Use for setup, warning, error, or conditional info messaging.

Best for:

* stale data warnings
* setup hints
* conditional state callouts

#### `tabs`

Use as a section primitive when the rendered tab control itself is part of the content surface.

Best for:

* content mode switching with counts, icons, or accent styling

## Current Missing Or Candidate Primitives

These are the main candidates that still look plausible. They are not automatically required.

### `trend-panel`

Status:

* proposed in the earlier standardization spec
* not implemented in the current primitive catalog

Consider adding it if we repeatedly need:

* one compact metric
* one small sparkline or micro-chart
* one small footer/meta block

Right now, some of this can be covered by `overview-panel` plus `chart`, or by `summary-quad`.

### `detail-table`

Status:

* proposed in the earlier standardization spec
* not implemented as a distinct primitive

Consider adding it only if multiple expanded widgets need the same table chrome:

* shared header/footer framing
* shared filter/footer shell
* consistent detail-mode container behavior beyond generic `table`

Right now, generic `table` plus recipe composition still covers most cases.

### `rich-content`

Status:

* not implemented

Possible need:

* widgets that want markdown or richer narrative text blocks instead of list/table structures

This is only justified if text-heavy widgets become a real dashboard pattern, not just plugin overlay behavior.

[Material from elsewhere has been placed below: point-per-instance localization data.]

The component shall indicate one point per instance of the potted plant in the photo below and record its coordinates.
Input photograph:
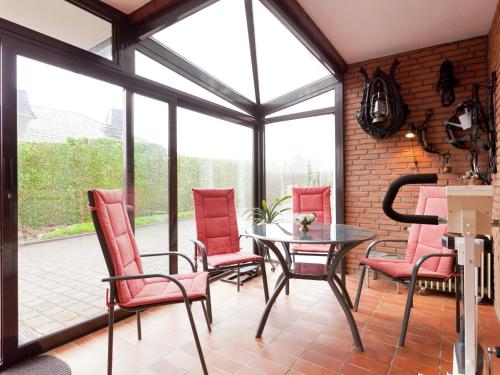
(266, 215)
(476, 178)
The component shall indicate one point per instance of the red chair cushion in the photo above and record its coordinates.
(120, 240)
(216, 223)
(311, 248)
(113, 218)
(426, 239)
(232, 258)
(160, 290)
(313, 199)
(401, 268)
(423, 240)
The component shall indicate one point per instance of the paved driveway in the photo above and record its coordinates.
(59, 281)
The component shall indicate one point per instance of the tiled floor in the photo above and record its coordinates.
(306, 334)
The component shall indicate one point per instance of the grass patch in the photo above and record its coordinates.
(82, 228)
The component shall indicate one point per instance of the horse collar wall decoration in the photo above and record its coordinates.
(382, 110)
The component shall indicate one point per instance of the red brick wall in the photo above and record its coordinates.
(370, 164)
(494, 65)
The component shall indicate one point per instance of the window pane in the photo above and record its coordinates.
(70, 139)
(325, 100)
(300, 153)
(151, 180)
(62, 20)
(212, 153)
(216, 40)
(148, 68)
(284, 63)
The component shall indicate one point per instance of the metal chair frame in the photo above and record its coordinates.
(112, 298)
(198, 245)
(410, 282)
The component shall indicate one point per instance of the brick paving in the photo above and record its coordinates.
(60, 281)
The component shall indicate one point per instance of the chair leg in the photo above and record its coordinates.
(139, 330)
(111, 320)
(209, 304)
(206, 316)
(264, 280)
(457, 304)
(196, 338)
(406, 317)
(238, 279)
(360, 286)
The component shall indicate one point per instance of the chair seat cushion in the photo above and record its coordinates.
(310, 248)
(160, 290)
(399, 268)
(228, 259)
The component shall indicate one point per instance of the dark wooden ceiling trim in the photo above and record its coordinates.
(178, 64)
(297, 96)
(302, 26)
(159, 14)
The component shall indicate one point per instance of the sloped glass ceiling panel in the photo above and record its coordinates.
(215, 39)
(321, 101)
(284, 63)
(148, 68)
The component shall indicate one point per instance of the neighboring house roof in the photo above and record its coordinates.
(41, 124)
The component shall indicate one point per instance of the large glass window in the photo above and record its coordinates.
(212, 153)
(70, 139)
(62, 20)
(151, 180)
(300, 153)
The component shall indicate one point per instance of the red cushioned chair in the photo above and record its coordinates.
(317, 200)
(426, 259)
(218, 241)
(130, 288)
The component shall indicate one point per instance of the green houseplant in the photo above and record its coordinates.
(269, 213)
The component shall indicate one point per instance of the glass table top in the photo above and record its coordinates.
(318, 233)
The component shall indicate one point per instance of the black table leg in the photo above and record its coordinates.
(348, 315)
(269, 305)
(282, 281)
(343, 299)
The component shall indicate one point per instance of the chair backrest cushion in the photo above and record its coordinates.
(426, 239)
(216, 222)
(120, 242)
(313, 199)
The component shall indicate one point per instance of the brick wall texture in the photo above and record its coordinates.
(370, 165)
(494, 65)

## What We Are Not Missing

These should stay composition, not become new recipes:

* “analytics widget recipe”
* “review widget recipe”
* “task widget recipe”
* “sponsorship widget recipe”

Those are domain patterns, not canonical layout grammars.

## LLM Authoring Heuristics

When composing a new widget, ask these questions in order.

### 1. Is the widget mostly metrics, mostly content, or a split rail + content surface?

Choose:

* mostly metrics: `summary_only`
* mostly one content body: `content_only`
* metrics + body: `summary_content` or `summary_list`
* context rail + body: `rail_content` or `rail_list`

### 2. Is the body one primary list/table, or multiple co-equal surfaces?

Choose:

* one list/table/feed: `summary_list`, `rail_list`, or `content_only`
* multiple surfaces: `summary_content` or `rail_content`
* chart + list specifically: `summary_chart_list`

### 3. Does the complexity live inside the body?

If yes:

* keep the same top-level recipe
* use nested `stack`, `grid`, or `tabs` inside the `content` or `rail` bucket

### 4. Is a current primitive clearly wrong for the content?

If yes:

* add a primitive only if the behavior will be reused
* otherwise compose existing primitives instead

## Practical Defaults

If unsure, prefer:

* `summary_list` for compact analytical widgets
* `content_only` for feeds or simple content widgets
* `row-list` over `list` when rows need richer metadata
* `table` for expanded detail views
* `overview-panel` for narrative or metadata-rich side rails

For the system overview, see [Widget System](/developer-guide/widget-system).